Drive traffic to Carhartt’s web site through interactive features in order to drive sales and raise awareness

DATA

Viewer behavior. Insights were gained regarding what specific Carhartt clothing items consumers were interacting with in the original Carhartt video asset. The viewer was served a sequential ad based on what Carhartt item they interacted with. The personalized video example provided was served to someone who interacted with the Carhartt jacket in the original video.

RESULTS

  • CTR: 2% CTR on personalized video versus 1% on original asset
  • Interaction Rate: 7% on personalized video versus 5% on original asset
    • “Interaction Rate” Definition: Sum of all brand interactions within the video (against impressions).

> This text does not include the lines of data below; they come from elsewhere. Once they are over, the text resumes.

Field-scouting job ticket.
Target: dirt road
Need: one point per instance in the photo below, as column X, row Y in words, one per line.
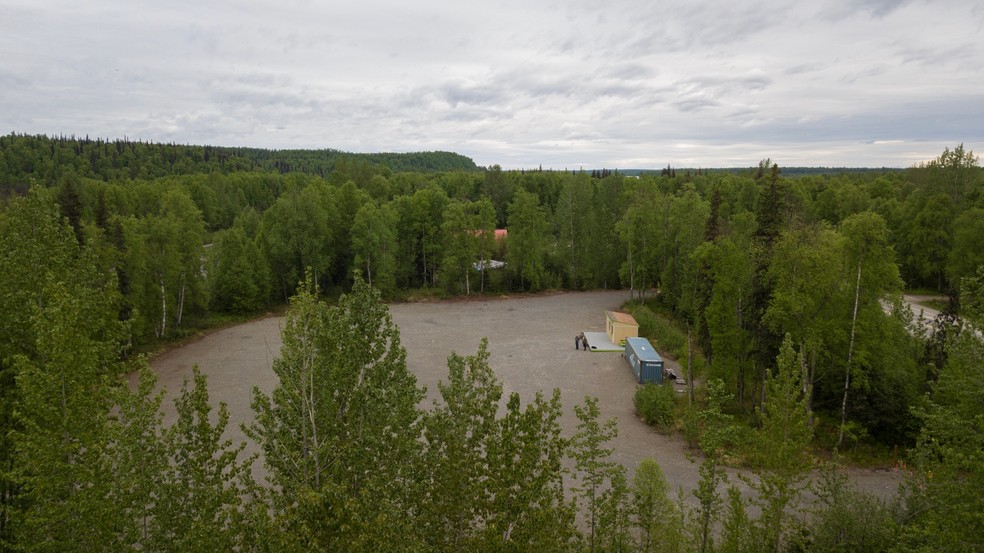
column 531, row 341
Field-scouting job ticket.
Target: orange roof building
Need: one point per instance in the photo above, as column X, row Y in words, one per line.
column 620, row 326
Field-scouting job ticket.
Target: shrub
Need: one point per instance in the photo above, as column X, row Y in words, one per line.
column 654, row 403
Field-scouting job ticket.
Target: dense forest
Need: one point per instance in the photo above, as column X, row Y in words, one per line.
column 791, row 286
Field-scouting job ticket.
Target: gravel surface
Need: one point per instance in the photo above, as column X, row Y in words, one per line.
column 531, row 342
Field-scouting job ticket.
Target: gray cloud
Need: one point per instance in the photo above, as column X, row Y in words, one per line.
column 586, row 82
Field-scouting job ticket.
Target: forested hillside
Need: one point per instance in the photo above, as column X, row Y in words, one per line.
column 791, row 286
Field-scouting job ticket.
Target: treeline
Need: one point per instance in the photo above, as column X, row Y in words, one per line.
column 748, row 261
column 44, row 160
column 743, row 260
column 354, row 463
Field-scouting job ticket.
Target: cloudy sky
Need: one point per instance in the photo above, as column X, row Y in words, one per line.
column 520, row 83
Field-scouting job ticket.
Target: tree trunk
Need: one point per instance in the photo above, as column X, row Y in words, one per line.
column 163, row 310
column 181, row 291
column 850, row 353
column 690, row 371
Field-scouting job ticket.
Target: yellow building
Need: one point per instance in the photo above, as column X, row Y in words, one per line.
column 620, row 326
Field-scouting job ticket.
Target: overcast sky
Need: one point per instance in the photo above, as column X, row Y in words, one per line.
column 566, row 84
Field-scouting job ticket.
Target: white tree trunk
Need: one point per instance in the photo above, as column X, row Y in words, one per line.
column 850, row 353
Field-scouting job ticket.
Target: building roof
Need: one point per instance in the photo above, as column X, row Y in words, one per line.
column 620, row 317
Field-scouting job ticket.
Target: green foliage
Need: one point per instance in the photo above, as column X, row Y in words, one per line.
column 781, row 459
column 846, row 519
column 238, row 273
column 655, row 404
column 340, row 429
column 527, row 244
column 601, row 482
column 945, row 506
column 656, row 516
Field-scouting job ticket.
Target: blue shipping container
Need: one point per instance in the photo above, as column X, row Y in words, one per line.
column 647, row 365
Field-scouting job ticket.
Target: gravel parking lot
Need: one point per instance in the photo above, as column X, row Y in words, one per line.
column 531, row 341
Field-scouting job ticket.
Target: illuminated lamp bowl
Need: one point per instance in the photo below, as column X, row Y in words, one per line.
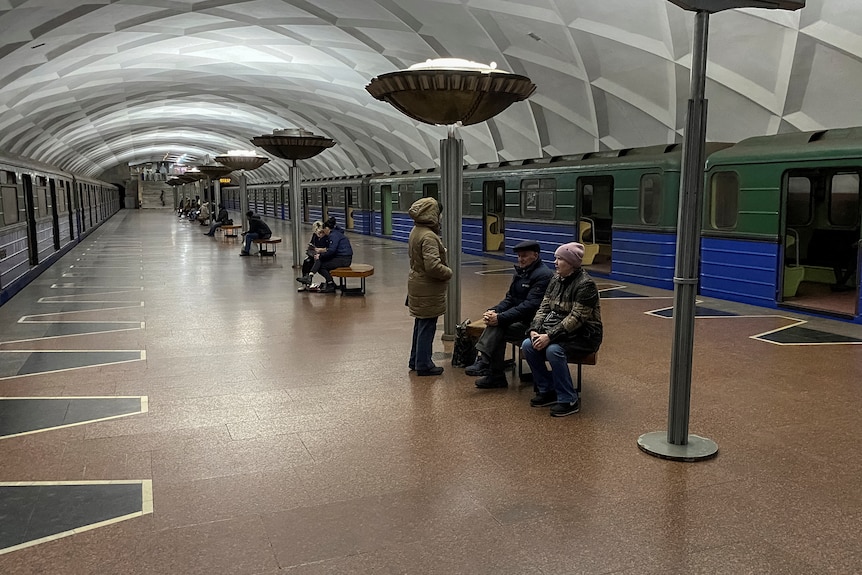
column 242, row 162
column 293, row 147
column 449, row 96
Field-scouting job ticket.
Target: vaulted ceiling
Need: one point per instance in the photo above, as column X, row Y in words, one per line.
column 89, row 85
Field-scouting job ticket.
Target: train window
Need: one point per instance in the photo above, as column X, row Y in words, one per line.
column 650, row 198
column 406, row 196
column 537, row 197
column 10, row 204
column 724, row 200
column 466, row 188
column 844, row 200
column 41, row 201
column 798, row 201
column 430, row 191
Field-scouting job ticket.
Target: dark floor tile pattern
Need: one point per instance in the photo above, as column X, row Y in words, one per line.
column 800, row 335
column 32, row 512
column 31, row 414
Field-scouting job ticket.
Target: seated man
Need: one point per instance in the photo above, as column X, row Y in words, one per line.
column 338, row 254
column 222, row 219
column 568, row 324
column 257, row 229
column 509, row 319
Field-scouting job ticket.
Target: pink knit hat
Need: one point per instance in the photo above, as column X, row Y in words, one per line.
column 572, row 252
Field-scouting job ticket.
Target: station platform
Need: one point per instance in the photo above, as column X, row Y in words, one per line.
column 168, row 407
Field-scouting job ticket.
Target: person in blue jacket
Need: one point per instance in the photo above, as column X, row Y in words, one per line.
column 338, row 254
column 509, row 319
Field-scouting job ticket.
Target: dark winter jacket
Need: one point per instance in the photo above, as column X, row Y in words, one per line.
column 525, row 294
column 338, row 247
column 259, row 227
column 571, row 313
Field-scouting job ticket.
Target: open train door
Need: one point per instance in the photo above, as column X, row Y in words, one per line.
column 493, row 215
column 819, row 267
column 349, row 224
column 386, row 210
column 594, row 225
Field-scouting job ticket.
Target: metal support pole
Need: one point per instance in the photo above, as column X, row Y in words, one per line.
column 243, row 199
column 451, row 176
column 678, row 444
column 296, row 214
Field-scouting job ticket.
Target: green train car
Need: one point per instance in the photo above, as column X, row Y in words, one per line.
column 782, row 222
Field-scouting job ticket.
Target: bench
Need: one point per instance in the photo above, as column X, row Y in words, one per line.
column 264, row 245
column 360, row 271
column 230, row 231
column 475, row 329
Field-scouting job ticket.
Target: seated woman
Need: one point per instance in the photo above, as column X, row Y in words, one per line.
column 316, row 245
column 339, row 253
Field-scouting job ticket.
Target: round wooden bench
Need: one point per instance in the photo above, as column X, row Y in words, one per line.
column 360, row 271
column 264, row 245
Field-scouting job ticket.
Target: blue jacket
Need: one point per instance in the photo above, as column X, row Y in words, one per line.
column 525, row 294
column 339, row 246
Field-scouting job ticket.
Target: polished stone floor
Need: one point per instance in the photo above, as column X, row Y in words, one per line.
column 169, row 407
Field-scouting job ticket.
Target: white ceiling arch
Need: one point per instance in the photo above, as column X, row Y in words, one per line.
column 89, row 85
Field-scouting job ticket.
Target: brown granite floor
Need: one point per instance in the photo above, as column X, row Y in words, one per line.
column 284, row 435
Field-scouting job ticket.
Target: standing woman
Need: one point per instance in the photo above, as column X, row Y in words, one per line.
column 427, row 283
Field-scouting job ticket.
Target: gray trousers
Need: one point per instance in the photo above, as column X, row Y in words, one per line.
column 492, row 343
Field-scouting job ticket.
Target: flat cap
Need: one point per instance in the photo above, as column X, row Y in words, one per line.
column 527, row 246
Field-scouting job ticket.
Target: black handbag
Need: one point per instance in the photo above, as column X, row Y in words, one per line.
column 464, row 349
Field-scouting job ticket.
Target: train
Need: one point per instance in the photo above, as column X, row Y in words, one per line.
column 780, row 224
column 44, row 212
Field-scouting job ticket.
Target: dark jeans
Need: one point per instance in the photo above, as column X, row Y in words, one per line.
column 492, row 343
column 322, row 267
column 423, row 342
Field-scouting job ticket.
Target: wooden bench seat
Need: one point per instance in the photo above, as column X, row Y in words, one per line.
column 360, row 271
column 264, row 245
column 475, row 329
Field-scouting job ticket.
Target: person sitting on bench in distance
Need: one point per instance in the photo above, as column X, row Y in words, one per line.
column 316, row 245
column 222, row 219
column 567, row 324
column 338, row 254
column 257, row 230
column 509, row 319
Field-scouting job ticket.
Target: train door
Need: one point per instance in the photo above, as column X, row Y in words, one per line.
column 55, row 214
column 348, row 208
column 593, row 227
column 819, row 267
column 30, row 207
column 493, row 215
column 324, row 203
column 386, row 210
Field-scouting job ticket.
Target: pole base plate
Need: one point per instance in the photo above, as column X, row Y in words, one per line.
column 697, row 449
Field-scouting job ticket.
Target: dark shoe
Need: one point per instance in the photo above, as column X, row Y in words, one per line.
column 481, row 367
column 564, row 409
column 544, row 399
column 492, row 382
column 437, row 370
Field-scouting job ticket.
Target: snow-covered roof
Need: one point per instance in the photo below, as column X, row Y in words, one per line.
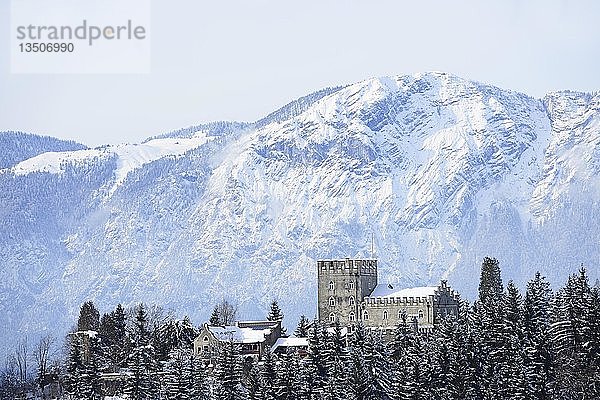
column 240, row 335
column 384, row 290
column 291, row 341
column 343, row 330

Interactions include scene saves, frame selects, object highlights (which have a qualified timer), object links, button clicks.
  • Average time spent interacting with video: 45 sec with personalized video versus 30 seconds with original asset
    • “Average time spent interacting with video” definition: It is the difference between the first interactive time stamp and the last active time stamp within the player. Examples usually begin with either the Scene Save or Frame Select and the last time stamp is either a complete, a skip or a link out exit.
  • Average time spent interacting with objects: 127 seconds
    • “Average time spent interacting with objects” definition: The first time stamp fires when a user either clicks or taps on the object within the paused frame, when the user exits the text box or hovers off, there is an exit time stamp for this calculation. KERV Interactive then formulates the differences of these time stamps, by object, to determine average object level time spent or time spent interacting with a specific object.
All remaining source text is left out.